A walk down India Street reveals many things.

Men and women hustling to make their appointments in the neighborhood medical clinic. Drivers jockeying for position for the prime spot at the local coffee shop. Shoppers with purpose in their step bounding in and out of the swinging door at the Italian market, a door that never rests more than a moment or two.

All around this blur of activity are fired-clay red bricks, the bedrock of the neighborhood and the backbone of Maine. We make our sidewalks and build our buildings with them, and two artists are using the humble but noble brick to tell the stories of India Street, one of Portland’s oldest streets, which connects the waterfront to Munjoy Hill.

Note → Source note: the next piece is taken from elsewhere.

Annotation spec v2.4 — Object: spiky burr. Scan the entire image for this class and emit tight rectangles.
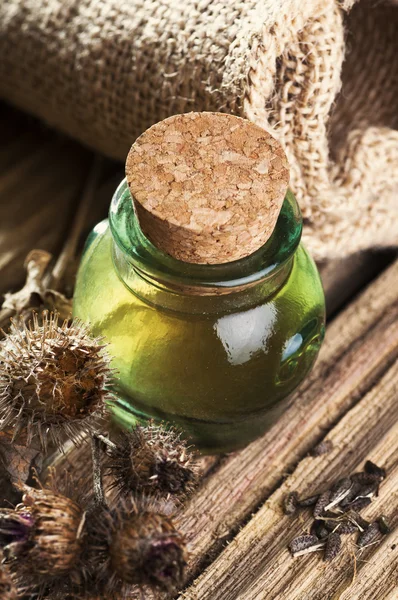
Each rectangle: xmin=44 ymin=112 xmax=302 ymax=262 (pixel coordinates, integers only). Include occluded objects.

Portland Brick will personalize the neighborhood with Twitter-length histories, stamped on the surface of a brick and embedded in the sidewalk where the story occurred.

Artists Elise Pepple and Ayumi Horie will host a storytelling circle at 7 p.m. Thursday at Crema/Arabica, 9 Commercial St. They’ll talk about the neighborhood, and encourage stories from people who call it home.

About 30 of those stories will be preserved in clay and planted for posterity in neighborhood sidewalks.


The stories are simple and powerful, telling of one boy’s journey to manhood: “On this spot in 1942, Tony played his first game of craps. He was twelve years old.”

Or the moment when a woman finally realized how and why she had to stand up for something she believed in: “On this spot in 2010 Heather stood up for #marriage equality.”

Or the moment a man fell in love: “On this spot in 1978 Jeff laid eyes on his wife for the first time.”

These are simple monuments to everyday Portlanders, who live quiet, anonymous lives. In a city filled with monuments “to mainly dead white men,” Pepple said, “these are stories that make up the fabric of the city.”

Their goal is to make about 30 bricks, which they hope will be installed this summer. Portland Brick received grants from the Maine Arts Commission, the Kindling Fund and the Portland Public Art Committee. The budget is about $14,000.

Pepple is a storyteller who moved to Portland from Alaska in 2012 to attend the SALT Institute for Documentary Studies. She is a National Arts Strategies fellow, and a radio host. Horie is a studio potter and a member of the board of the American Craft Council.


“Our aim is maybe really naive and idealistic, but we feel complete pride in our town and the people we live among, and we believe celebrating those stories and celebrating those people can increase a sense of belonging and a sense of connection to this place,” Pepple said.

Thursday’s gathering is a chance to collect more stories, and give people a sense of the project. Pepple called the event “a show-and-tell, to share the stories we’ve encountered so far and to give people the opportunity to tell their own stories.”

A representative of Greater Portland Landmarks, who works in the neighborhood, will talk about India Street’s standing as one of Portland’s oldest streets. A few neighborhood regulars will tell stories.

The idea of telling stories through bricks is not new. In 2005, Natasha Meyers worked with local students for “Art Underfoot” making art bricks for Longfellow Square.